0

I have the following Text sample:

Ins-Si_079_GM_SOC_US_VI SI_SOC_FY1920_US_FY19/20_A2554_Si Resp_2_May

I want to get the number 079, So what I need is the first instance of digits of length 3. There are certain times the 3 digits are at the end, but they usually found with the first 2 underscores. I only want the digits with length three (079) and not 19, 1920, or 2554 which are different lengths.

Sometimes it can look like this with no underscore:

1920 O-B CLI 353 Tar Traf

Or like this with the 3 digit number at the end:

Ins-Si_GM_SOC_US_VI SI_SOC_FY1920_US_FY19/20_A2554_Si Resp_2_079

There are also times where what I need is 2 digits but when it's 2 digits its always at the end like this:

FY1920-Or-OLV-B-45 

How would I get what I need in all cases?

atgold18
  • 31
  • 6
  • So, are you able to set a rule able to fit all the possibilities? What do you need to extract from the string "1920_US_FY19/20_A2554_Si Resp_2_May"? – FaneDuru Jul 22 '20 at 14:04
  • @FaneDuru Sorry is wasnt clear b4, that was part of the same string I edited it. – atgold18 Jul 22 '20 at 14:07
  • Which digit would you want from this: `1920 O-B CLI 353 Tar Traf`. There are 2 sets of digits there that meet your criteria – Zac Jul 22 '20 at 14:16
  • @Zac I would want 353 with the length of 3 digits – atgold18 Jul 22 '20 at 14:17
  • How do you identify that you have to execute a 2-digits search only? Will this be if your tokens are connected by "-" instead of underscores and blanks pointing to the 3-digit alternative @atgold18? – T.M. Jul 22 '20 at 14:45
  • @T.M. I would execute a 2 digit search when there are no 3 digit numbers before the end part and the last 2 digits are 2. if 3 digits are fount at end then get 3 but if not then get 2. there are times when last is a number but only one number.

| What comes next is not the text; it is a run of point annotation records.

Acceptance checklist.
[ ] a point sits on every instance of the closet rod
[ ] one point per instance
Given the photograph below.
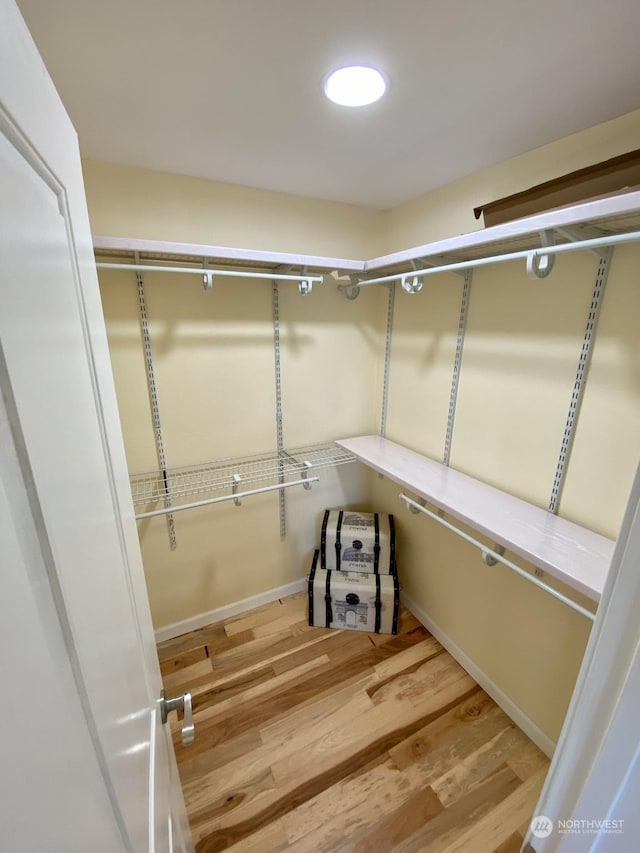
(310, 279)
(596, 242)
(499, 557)
(305, 481)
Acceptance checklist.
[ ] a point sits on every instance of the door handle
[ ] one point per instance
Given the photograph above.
(175, 703)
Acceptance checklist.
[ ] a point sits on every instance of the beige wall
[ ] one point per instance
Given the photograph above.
(521, 350)
(448, 210)
(130, 202)
(214, 359)
(214, 364)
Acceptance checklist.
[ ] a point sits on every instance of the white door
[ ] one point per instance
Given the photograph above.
(86, 763)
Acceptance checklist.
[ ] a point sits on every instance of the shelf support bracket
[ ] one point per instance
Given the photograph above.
(207, 276)
(576, 233)
(304, 475)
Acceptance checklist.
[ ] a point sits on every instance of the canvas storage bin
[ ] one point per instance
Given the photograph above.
(353, 600)
(358, 542)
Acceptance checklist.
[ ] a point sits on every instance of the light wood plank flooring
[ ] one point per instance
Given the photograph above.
(316, 740)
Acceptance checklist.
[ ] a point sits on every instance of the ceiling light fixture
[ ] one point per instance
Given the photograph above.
(355, 85)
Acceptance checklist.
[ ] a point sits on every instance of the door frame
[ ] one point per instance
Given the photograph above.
(30, 109)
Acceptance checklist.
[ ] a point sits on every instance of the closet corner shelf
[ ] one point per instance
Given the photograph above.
(574, 555)
(175, 487)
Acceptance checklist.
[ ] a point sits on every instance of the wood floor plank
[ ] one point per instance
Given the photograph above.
(180, 661)
(496, 826)
(386, 834)
(227, 704)
(310, 740)
(458, 823)
(183, 679)
(472, 770)
(344, 809)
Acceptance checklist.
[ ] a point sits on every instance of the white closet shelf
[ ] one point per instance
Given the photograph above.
(235, 474)
(158, 251)
(603, 217)
(574, 555)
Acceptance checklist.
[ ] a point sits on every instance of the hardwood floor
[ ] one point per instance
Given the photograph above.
(316, 740)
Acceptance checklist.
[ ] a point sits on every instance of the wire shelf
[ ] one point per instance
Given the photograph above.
(232, 474)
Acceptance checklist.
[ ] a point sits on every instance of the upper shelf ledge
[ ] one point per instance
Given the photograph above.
(160, 250)
(598, 218)
(574, 555)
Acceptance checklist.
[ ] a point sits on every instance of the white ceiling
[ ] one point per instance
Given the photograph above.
(231, 89)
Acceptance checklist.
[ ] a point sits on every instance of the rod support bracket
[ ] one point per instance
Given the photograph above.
(412, 284)
(207, 276)
(413, 509)
(539, 264)
(351, 291)
(305, 285)
(234, 489)
(487, 557)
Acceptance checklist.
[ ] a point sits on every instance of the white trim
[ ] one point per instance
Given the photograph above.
(518, 716)
(193, 623)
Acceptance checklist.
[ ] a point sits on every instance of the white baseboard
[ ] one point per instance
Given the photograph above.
(499, 697)
(168, 632)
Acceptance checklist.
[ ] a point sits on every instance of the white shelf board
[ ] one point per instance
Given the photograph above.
(574, 555)
(161, 250)
(614, 214)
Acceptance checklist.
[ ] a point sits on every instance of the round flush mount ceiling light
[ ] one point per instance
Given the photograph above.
(355, 85)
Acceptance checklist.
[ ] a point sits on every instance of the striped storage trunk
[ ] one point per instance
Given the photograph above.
(358, 542)
(353, 600)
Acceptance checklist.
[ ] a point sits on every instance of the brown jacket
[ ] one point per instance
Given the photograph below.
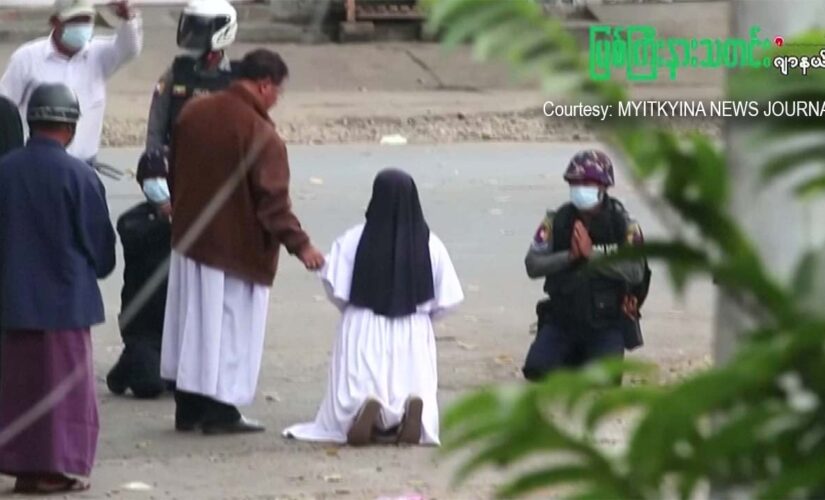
(229, 180)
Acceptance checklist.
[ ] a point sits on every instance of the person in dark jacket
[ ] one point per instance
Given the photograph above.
(145, 232)
(11, 128)
(593, 310)
(11, 138)
(56, 241)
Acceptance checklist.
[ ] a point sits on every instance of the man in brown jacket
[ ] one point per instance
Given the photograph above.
(229, 181)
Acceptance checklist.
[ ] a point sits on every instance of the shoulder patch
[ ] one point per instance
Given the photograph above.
(543, 234)
(634, 233)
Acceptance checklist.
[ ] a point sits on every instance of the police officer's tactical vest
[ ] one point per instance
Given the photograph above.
(579, 298)
(188, 81)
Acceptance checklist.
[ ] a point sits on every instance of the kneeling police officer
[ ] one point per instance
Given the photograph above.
(205, 29)
(592, 311)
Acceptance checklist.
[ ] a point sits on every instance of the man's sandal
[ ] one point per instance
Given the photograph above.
(32, 486)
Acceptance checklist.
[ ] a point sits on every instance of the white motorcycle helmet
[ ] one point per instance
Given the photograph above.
(207, 25)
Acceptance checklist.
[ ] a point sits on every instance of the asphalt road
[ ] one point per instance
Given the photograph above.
(485, 201)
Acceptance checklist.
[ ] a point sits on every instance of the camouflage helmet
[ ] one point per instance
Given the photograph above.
(590, 165)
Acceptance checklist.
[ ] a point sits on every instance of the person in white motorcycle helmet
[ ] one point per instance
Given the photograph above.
(206, 28)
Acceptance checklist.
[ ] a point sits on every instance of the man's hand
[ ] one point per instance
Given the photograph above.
(122, 9)
(581, 240)
(630, 306)
(311, 258)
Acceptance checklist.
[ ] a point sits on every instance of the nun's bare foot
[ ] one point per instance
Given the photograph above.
(410, 431)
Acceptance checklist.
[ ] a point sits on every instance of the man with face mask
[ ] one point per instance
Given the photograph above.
(206, 28)
(56, 241)
(71, 55)
(593, 309)
(145, 232)
(231, 212)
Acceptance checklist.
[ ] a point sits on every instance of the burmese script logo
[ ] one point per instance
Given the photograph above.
(637, 50)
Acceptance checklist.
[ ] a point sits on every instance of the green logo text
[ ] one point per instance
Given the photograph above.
(637, 50)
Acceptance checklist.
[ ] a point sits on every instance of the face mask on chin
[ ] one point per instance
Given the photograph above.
(585, 197)
(76, 36)
(156, 190)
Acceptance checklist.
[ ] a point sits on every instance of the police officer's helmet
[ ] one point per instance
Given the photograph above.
(54, 103)
(590, 165)
(207, 25)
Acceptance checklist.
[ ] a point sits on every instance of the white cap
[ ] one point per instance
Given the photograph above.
(67, 9)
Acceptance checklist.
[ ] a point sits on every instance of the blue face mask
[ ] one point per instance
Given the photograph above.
(76, 36)
(585, 197)
(156, 190)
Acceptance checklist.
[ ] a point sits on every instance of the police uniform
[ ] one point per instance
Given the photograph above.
(583, 320)
(184, 79)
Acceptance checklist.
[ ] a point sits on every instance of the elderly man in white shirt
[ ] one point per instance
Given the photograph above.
(71, 55)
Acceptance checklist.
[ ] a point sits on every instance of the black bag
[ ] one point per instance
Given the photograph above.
(631, 328)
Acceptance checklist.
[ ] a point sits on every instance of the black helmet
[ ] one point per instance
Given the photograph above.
(53, 102)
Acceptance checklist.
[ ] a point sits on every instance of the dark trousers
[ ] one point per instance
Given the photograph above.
(191, 408)
(555, 347)
(138, 369)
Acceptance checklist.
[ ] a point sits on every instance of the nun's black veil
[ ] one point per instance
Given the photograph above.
(393, 273)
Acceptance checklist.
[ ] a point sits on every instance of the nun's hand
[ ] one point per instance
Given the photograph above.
(311, 257)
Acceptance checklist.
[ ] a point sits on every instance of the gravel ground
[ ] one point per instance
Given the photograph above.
(517, 126)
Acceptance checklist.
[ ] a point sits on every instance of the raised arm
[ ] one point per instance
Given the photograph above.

I would only want to get last if there are 2 or 3 numbers. The "-" would not be relevant to the 2 digits. if nothing is found that is desired then would return " " – atgold18 Jul 22 '20 at 14:58
  • 3
    Offtopic: You have some outstanding open questions. You may want to revisit them and if possible reward those who took time to answer your questions with upvotes and you may even consider to accept a working answer to close the thread. No obligations but it's simply how this site [works](https://stackoverflow.com/tour) – JvdV Jul 22 '20 at 15:50

3 Answers3

3

You can split the listed items and check for 3 digits via Like:

Function Get3Digits(s As String) As String
Dim tmp, elem
tmp = Split(Replace(Replace(s, "-", " "), "_", " "), " ")
For Each elem In tmp
    If elem Like "###" Then Get3Digits = elem: Exit Function
Next
If Get3Digits = vbNullString Then Get3Digits = IIf(Right(s, 2) Like "##", Right(s, 2), "")

End Function

Edited due to comment:

I would execute a 2 digit search when there are no 3 didget numbers before the end part and the last 2 digits are 2. if 3 digits are fount at end then get 3 but if not then get 2. there are times when last is a number but only one number. I would only want to get last if there are 2 or 3 numbers. The - would not be relevant to the 2 digets. if nothing is found that is desired then would return " ".

T.M.
  • 9,436
  • 3
  • 33
  • 57
  • The approach above assumes that you are wanting the *2-digit* alternative in case of a string connected by "-" delimiters only. It's no problem, however to change the condition and the delimiter replacements to include "-" as well, but I need an exact description of the applied logic. – T.M. Jul 22 '20 at 14:55
  • why it was assumed that I want to get 2 digits when separated by "-"?. it just happened to be that way for that example. It could be that is something to look at, however, In my description, I say that when the last 2 digits are 2 then we want those last 2 digits. so if there are no 3 digits anywhere and the last 2 digits are 2 to I would want to extract the 2 digits. – atgold18 Jul 22 '20 at 15:08
  • 1
    @atgold18 (1) yes, you can use the hyphen delimiters, too. (2) changed code corresponding to your comment; hopefully it'll be helpful :-) – T.M. Jul 22 '20 at 15:13
3

If VBA is not a must you could try:

=TEXT(INDEX(FILTERXML("<t><s>"&SUBSTITUTE(SUBSTITUTE(SUBSTITUTE(A1,"_"," "),"-"," ")," ","</s><s>")&"</s></t>","//s[.*0=0][string-length()=3 or (position()=last() and string-length()=2)]"),1),"000")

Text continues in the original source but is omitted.